Source : Conduire la guerre, entretiens sur l’art opératif, Benoist Bihan et Jean Lopez, éditions Perrin, un livre important.
Il y a une tendance presque économétrique dans la
manière dont les Soviétiques abordent les rapports des forces, qu’ils appellent
« corrélations de forces. » Il faut peut-être y voir l’influence sur
leur pensée militaire des traits les plus déterministes du « matérialisme
dialectique » du marxisme, et plus généralement la prégnance, souvent
délétère au XXe siècle, des méthodes quantitatives, influence dont nous ne
sommes d’ailleurs pas sortis.
Nous sommes bien loin de l’appel clausewitzien au
« génie » ! Un des credo de l’Armée rouge puis de l’Armée
soviétique sera que, toutes choses égales, par ailleurs, j’use à dessein de
cette expression chère aux économistes, un potentiel de combat l’emportera
toujours. Près de quatre ans de combat contre la Wehrmacht ne suffiront pas à
faire vaciller cette conviction. Il faut dire qu’elle convient assez bien à une
armée qui a hérité de l’armée des tsars l’absence d’un véritable corps de
sous-officiers et dont les officiers subalternes, contraints en conséquence de
gérer le « contrôle des troupes » des échelons élémentaires, ne
peuvent pas en même temps agir réellement en tacticiens.

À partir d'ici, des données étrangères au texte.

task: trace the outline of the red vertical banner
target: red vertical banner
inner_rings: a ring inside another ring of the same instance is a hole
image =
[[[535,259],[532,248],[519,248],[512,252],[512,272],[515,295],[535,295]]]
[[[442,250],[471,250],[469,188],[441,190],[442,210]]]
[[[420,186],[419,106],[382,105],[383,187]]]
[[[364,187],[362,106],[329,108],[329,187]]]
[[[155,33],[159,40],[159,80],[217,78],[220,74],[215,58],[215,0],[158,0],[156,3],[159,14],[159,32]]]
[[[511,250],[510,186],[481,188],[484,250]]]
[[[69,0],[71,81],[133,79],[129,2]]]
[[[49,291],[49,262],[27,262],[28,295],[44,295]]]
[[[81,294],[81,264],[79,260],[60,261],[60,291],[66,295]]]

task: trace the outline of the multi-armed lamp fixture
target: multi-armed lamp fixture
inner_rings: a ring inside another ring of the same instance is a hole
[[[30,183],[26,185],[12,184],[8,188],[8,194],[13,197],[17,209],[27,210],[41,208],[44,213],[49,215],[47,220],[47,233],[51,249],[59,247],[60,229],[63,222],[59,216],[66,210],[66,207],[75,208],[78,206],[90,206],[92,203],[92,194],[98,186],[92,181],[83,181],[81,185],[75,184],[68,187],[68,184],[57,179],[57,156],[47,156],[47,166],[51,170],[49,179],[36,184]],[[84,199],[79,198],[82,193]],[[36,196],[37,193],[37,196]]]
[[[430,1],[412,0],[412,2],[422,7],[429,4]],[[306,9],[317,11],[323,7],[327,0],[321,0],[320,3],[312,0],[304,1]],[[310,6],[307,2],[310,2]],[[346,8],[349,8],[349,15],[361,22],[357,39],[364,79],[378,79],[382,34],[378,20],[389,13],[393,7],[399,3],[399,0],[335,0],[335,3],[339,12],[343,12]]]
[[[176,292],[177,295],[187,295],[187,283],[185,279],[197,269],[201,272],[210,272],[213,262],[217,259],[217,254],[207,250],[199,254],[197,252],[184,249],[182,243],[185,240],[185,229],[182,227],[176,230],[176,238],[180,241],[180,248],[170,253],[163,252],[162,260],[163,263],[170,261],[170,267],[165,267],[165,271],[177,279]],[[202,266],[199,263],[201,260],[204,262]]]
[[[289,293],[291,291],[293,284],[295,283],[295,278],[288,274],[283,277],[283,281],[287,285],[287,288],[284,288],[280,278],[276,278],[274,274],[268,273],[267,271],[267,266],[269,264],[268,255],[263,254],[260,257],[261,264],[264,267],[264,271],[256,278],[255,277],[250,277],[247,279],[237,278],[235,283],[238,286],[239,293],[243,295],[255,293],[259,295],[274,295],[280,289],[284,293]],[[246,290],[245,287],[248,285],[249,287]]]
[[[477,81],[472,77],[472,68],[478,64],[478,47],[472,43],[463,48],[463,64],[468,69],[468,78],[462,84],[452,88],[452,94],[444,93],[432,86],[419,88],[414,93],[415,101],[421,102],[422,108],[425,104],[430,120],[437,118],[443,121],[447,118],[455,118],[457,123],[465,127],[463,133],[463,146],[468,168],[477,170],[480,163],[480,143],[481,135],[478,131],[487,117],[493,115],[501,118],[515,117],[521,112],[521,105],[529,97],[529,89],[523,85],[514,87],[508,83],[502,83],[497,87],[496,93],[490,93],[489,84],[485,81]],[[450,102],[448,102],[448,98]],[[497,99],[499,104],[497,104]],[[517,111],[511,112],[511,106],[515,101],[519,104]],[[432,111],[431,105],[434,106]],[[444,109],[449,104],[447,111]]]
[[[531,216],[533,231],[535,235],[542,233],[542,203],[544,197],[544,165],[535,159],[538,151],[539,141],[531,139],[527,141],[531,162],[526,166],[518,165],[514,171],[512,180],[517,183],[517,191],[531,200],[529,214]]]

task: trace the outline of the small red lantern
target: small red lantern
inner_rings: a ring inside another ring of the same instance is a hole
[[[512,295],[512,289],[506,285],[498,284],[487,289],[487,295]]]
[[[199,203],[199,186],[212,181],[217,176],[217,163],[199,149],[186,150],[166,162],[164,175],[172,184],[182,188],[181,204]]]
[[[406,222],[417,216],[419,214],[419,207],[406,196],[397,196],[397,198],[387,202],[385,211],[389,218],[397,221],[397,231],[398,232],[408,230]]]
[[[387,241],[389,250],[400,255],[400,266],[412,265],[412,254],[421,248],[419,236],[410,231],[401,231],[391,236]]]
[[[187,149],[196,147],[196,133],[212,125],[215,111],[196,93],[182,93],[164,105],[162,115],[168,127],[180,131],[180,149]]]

La « corrélation de forces » doit permettre de s’émanciper de la faillibilité individuelle, de véritablement mécaniser la tactique en faisant correspondre à une situation donnée un optimum tactique qu’il suffirait d’appliquer pour permettre à cette corrélation de produire le résultat attendu. Elle vise à obtenir dans le déploiement de la stratégie une prévisibilité de plan quinquennal… funeste illusion.